# 8 Confidence Intervals and Effect Size

The last example in the last chapter we tested the hypothesis that the heights of the men in Psych 315 was significantly different from 70 inches. We calculated that \(n = 29\), \(\bar{x} = 70.3103\), \(s = 3.1521\) and \(s_{\bar{x}} = 0.5853\).

From these values, the t-statistic was found to be:

\(t = \frac{(\bar{x} - \mu_{H0})}{s_{\bar{x}}} = \frac{70.31-70}{0.5853} = 0.5302\)

and the p-value was:

\(p = 0.6002\)

The t-distribution, like the z-distribution, is the distribution of scores that you’d expect from an experiment if the null hypothesis is true. That’s why it’s centered around zero. On average your observed mean will be somewhere around the null hypothesis mean.

Let’s look at where our t-statistic (t = 0.5302) falls compared to the rejection region (using a two-tailed test with \(\alpha = 0.05\)):

You can see why we failed to reject \(H_{0}\). Our t-statistic (blue line) falls outside the rejection region (red tails).

With a little algebra we can rearrange the above equation to:

\[ \bar{x} = \mu_{H_0} + s_{\bar{x}} \times t \] This equation says that if the null hypothesis is true, then the expected distribution of means is shaped like a t-distribution scaled by \(s_{\bar{x}} = 0.5853\) and centered at \(\mu_{H_0}\). Here’s a plot of the distribution of means expected if the \(H_{0}\) is true. Instead of shading the outer 5% in red, I’ve shaded the middle 95% in blue:

This looks just like the picture for the t-distribution, but shifted into our measured value of inches. Again you can see how the observed mean of 70.3103 falls with respect to the middle 95% of the distribution of means.

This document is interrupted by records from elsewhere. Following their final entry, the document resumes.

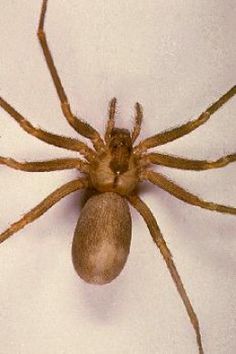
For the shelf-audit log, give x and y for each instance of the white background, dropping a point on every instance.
(175, 57)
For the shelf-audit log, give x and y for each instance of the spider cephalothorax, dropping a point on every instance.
(113, 170)
(116, 168)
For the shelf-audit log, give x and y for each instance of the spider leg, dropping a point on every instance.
(111, 119)
(79, 125)
(45, 166)
(138, 122)
(182, 194)
(42, 207)
(170, 135)
(157, 237)
(187, 164)
(53, 139)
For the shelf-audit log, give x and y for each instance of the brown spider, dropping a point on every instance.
(113, 170)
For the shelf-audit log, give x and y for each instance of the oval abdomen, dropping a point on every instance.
(102, 238)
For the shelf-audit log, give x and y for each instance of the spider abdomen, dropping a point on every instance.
(102, 238)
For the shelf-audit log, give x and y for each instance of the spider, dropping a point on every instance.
(112, 170)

Now, let’s forget about the null hypothesis. Instead, let’s assume that our observed mean is the actual center of the population distribution. If we do this, then the expected distribution of means will look like the picture above, but will instead be centered at \(\overline{x}\) = 70.3103. The confidence interval can therefore be defines as:

\[ CI = \bar{x} \pm s_{\bar{x}} \times t \]

This figure shows the 95% confidence interval for our example. It looks like the previous figure but with the scaled t-distribution now centered at \(\bar{x}\). Again, the null hypothesis is shown as a vertical red line.

Assuming that \(\overline{x}\) is the true population mean, then we expect the means to fall in the blue shaded region 95% of the time, so we call this region the *95% confidence interval*.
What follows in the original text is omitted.